When I started this a few or so days ago, I weighed in at: 177 lbs. I lost a pound since then. My target weight is between 115lbs-120lbs. My plan is to lose 1-2 lbs per weeks (at least a pound!). And yes, fully aware that’s a lot of weight to lose! But this is something that needs to be done. I’m on an exercise plan. I hit the gym every morning Monday-Friday and I do 3 full-body strengh training Monday, Wednesday, and Friday.
Not only that, I’m on a strict “diet”. I downloaded this free app on my rooted Nook from the Android market called MyFitnessPlan. It’s a great addition in keeping me on track. I pretty much eat the same thing everything every day, but I’m not bored nor will I get bored of it. You would think I’d be frustrated with this same meal plan, but I think I’m more relieved. It is nice knowing what I’ll be having for each meal. No more having to figure it out. No more having to decide.
Being a person with ADHD, distraction is quite a predicament. So making things simple for me and having some structure helps so much. Anyway, the app makes a profile and basically sets up everything for you due to your own goals (like how much you want to lose per week). I plugged in 1.5 lbs. It counts the calories, takes in account the amount of calories I lose due to cardio, also keeps track of strength training, and records your progress. The food database is awesome! I just type in the brand and name of the foods I’m eating and it usually is found in the database. It has a small nurtient summary so I know what the limits are and the areas I need to work on. It has made this transition easier than I thought I possible.
Breakfast:
1/2 a grapefruit
Fiberone Nonfat Yogurt
1/4 cup Egg Beaters (southwestern at the moment)
2 slice of Pepperidge Farm Lite Oatmeal Bread
1 individualized tub of weightwatchers cream cheese
1 can of V8 Low Sodium Vegetable Juice
post morning workout: 1 EAS carb control rich dark chocolate shake
Lunch — SALAD
1 tsp Parmesan grated cheese
2 tbsp Ken’s Steak House Lite Raspberry Walnut Vinaigrette Dressing
5 pieces of Reese Quartered Artichoke hearts
1/2 banana (sliced)
3oz of Grilled & Ready Diced Chicken Breasts
1 serving of salad mix
1 cup of Stahlbush Island Farms Frozen Diced butternut Squash
0.3 cup of Cappaqua Crunch Simply Granola with Raspberries
1 can of V8 V-Fusion Light Strawberry Banana
Dinner
1 wedge of Laughing Cow Lite Cheese
1 slice of Pepperidge Fam Lite Style Oatmeal bread
1/4 cup Egg Beaters
1 Jello Mousse Temptations Dark Chocolate Decadence
1 Hunt’s Snack Pack Sugarfree Strawberry-Orange jello
1 cup of Soy Slender soy milk
Surprisingly, this works for me. I decided to have lunch and breakfast be the more calorie-packed meals than dinner.

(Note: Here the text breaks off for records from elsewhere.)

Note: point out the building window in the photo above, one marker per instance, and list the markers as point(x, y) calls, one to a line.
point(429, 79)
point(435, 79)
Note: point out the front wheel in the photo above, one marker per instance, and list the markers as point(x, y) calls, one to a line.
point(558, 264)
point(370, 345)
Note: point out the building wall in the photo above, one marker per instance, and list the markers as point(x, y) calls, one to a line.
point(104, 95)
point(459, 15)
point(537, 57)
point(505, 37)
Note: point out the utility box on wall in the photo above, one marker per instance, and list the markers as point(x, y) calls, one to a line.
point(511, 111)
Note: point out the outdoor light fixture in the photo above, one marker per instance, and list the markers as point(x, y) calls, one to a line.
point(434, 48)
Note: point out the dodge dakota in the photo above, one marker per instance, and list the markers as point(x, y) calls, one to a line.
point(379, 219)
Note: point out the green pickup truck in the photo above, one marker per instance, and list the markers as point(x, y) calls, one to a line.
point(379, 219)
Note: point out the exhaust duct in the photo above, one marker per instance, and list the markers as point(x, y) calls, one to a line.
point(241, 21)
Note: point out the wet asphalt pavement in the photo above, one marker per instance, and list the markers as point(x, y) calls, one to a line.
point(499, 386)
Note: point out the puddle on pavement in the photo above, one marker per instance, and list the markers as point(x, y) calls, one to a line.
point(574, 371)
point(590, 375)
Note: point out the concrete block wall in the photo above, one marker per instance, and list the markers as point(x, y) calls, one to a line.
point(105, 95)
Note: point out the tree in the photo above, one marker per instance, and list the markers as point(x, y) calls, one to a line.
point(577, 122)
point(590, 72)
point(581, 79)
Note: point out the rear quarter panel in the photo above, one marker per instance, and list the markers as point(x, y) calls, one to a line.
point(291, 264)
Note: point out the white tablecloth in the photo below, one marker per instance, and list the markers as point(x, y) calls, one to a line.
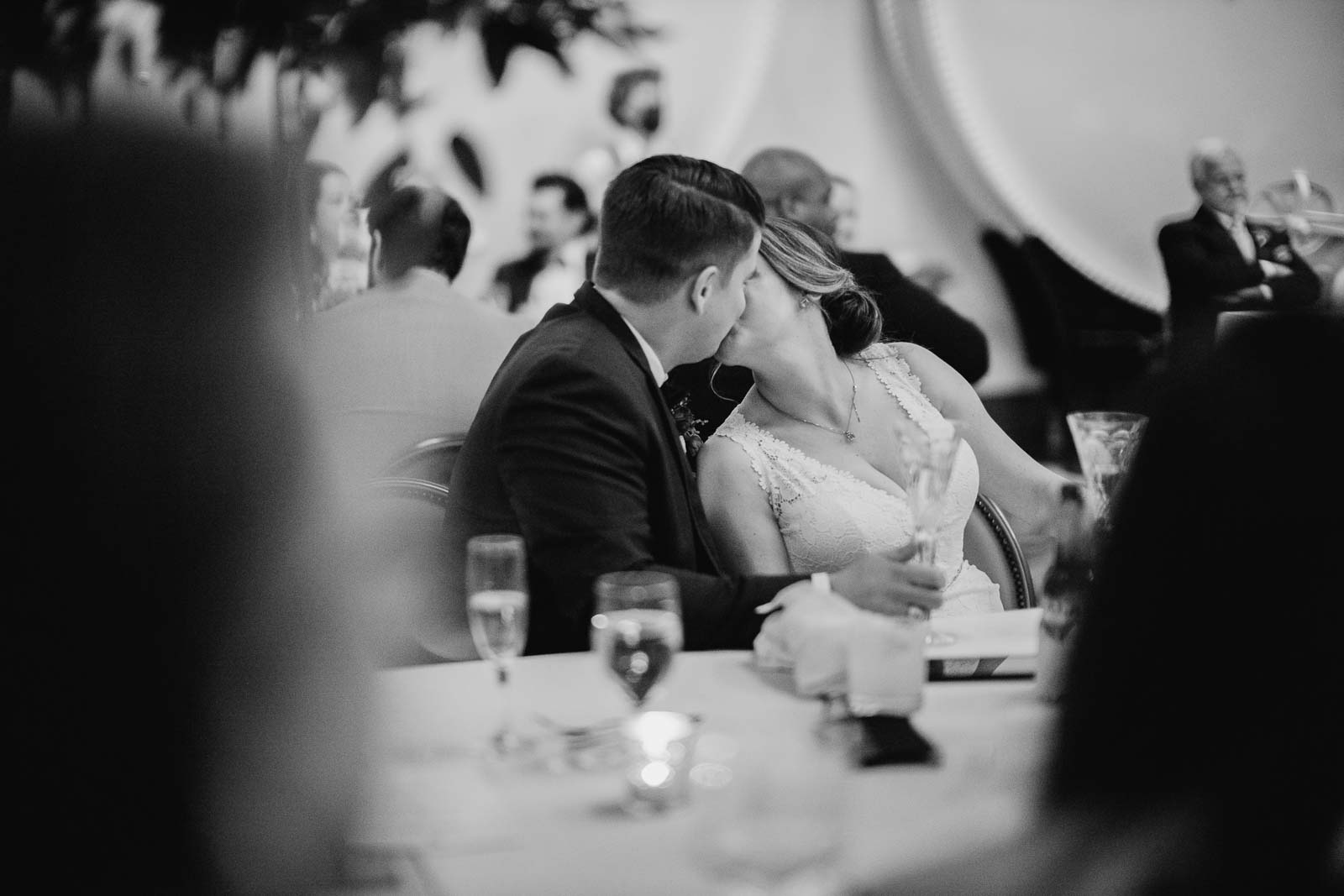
point(481, 828)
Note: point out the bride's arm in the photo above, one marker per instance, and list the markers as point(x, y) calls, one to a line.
point(738, 511)
point(1027, 492)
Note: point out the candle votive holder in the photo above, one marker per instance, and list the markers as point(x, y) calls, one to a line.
point(659, 757)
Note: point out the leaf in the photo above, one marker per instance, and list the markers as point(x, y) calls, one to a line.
point(501, 35)
point(468, 160)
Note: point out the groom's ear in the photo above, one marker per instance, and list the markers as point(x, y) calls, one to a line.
point(702, 286)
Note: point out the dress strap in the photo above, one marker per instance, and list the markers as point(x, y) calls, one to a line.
point(900, 383)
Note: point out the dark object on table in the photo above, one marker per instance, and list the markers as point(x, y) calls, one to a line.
point(890, 741)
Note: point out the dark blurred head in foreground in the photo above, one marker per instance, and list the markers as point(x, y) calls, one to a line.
point(1206, 687)
point(187, 685)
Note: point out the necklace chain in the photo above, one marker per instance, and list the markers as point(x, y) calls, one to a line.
point(853, 396)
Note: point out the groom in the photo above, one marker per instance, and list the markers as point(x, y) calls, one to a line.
point(575, 449)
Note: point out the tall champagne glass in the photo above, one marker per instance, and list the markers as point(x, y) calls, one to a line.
point(1105, 443)
point(638, 629)
point(927, 458)
point(496, 609)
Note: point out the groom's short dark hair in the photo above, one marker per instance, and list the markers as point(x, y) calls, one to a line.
point(667, 217)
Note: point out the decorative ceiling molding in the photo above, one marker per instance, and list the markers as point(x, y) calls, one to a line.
point(920, 35)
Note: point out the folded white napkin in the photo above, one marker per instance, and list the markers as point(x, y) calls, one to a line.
point(811, 636)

So far everything has been going well. My body is still getting used to everything, but I think for my track record, this seems to be simple enough. I do take supplements though — one for me joints (mainly because of my injured knee), triple tea fat burner, and flaxseed. However, I think dinner may be alternating between that above and sushi (which makes me a happy camper SO in love with sushi!).

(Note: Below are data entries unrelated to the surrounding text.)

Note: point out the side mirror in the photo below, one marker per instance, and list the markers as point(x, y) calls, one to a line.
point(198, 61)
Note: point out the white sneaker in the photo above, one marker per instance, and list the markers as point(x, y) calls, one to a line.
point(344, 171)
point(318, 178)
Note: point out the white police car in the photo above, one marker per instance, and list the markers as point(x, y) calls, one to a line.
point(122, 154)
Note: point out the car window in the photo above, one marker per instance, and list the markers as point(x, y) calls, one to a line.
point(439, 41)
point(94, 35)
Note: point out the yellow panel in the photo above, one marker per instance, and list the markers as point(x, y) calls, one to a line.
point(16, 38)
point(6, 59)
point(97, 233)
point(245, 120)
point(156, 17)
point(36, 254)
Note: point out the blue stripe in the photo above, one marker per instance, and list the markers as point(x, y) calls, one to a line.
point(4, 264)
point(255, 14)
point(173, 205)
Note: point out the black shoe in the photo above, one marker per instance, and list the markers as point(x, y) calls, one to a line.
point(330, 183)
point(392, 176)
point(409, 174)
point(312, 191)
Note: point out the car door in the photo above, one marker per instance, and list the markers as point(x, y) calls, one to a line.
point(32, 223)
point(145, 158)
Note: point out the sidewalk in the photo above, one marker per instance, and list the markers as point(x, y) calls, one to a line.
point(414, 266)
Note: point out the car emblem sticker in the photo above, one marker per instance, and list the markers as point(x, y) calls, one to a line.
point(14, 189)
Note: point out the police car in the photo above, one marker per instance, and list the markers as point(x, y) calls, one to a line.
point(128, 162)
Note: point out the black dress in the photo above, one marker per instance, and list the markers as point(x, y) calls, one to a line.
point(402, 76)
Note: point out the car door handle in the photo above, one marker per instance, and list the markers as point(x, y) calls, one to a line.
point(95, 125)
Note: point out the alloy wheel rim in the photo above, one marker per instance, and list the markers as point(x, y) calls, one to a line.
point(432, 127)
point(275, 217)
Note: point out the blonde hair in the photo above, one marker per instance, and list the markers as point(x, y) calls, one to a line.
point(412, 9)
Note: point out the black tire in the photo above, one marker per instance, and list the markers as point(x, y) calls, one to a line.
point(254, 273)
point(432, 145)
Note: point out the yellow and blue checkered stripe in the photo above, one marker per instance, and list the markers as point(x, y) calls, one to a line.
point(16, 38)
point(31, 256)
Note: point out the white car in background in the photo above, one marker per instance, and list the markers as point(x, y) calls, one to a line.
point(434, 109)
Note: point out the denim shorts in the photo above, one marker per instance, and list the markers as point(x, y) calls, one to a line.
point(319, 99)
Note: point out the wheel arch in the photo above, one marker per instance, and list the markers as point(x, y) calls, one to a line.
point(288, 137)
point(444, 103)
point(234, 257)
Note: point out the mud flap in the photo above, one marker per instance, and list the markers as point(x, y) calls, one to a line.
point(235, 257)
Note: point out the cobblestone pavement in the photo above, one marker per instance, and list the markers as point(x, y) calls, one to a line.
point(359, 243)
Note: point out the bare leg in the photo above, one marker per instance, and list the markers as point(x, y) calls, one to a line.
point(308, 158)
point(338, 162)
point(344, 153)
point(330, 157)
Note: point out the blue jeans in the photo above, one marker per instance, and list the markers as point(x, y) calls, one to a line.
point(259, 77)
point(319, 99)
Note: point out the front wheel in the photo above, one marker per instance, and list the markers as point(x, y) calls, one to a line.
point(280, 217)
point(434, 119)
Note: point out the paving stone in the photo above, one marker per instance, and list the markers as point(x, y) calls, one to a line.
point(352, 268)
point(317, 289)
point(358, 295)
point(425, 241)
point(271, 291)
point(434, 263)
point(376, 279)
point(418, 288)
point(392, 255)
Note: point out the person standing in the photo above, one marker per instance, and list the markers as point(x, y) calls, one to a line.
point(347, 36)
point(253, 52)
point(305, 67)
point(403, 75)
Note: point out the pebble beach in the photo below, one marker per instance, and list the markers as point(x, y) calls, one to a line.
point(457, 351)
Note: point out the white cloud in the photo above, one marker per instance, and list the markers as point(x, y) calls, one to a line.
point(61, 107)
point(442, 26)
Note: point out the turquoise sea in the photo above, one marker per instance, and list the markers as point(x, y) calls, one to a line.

Today was my first full workout with cardio and strength training. It went good and my body is beginning to feel the aches from the strength training. Feels good. I do admit though — I feel as though I spend a good hearty chunk of time at the gym sometimes. It gives me something to do.
I gotta “beef up” my arms for the fishing season coming up quickly! But I want to be able to reel in the damn fish when I go saltwater fishing. I figure getting fit will help me out with this as well. Hopefully, my confidence and self-esteem will brighten too.

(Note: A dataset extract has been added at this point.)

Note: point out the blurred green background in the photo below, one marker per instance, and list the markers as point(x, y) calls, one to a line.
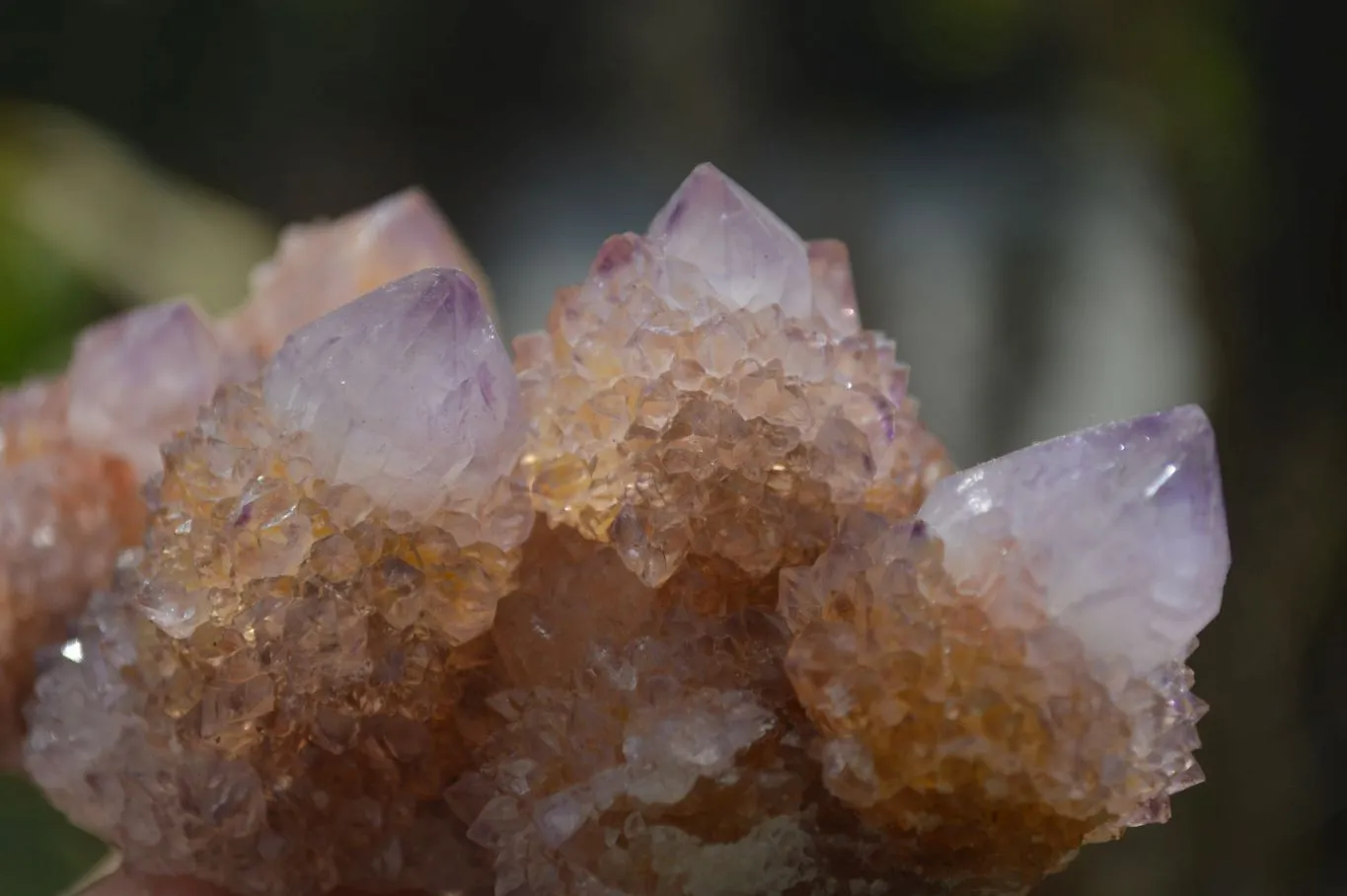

Joe said don’t be discouraged if I don’t look like how I did before or make it to my goal weight — I told him that just makes me want to make it to my goal weight just say: SEE! I DID IT! WHAT?! HUH?!. I just take it as a challenge. I told him so as well. I know myself — I can lose it and I’m certain that I’ll look way better than I did before, because before I wasn’t even eating right. Maybe I’ll even get that flat tummy… and even if I don’t get that, I’ll be happy knowing I’m fit and healthy.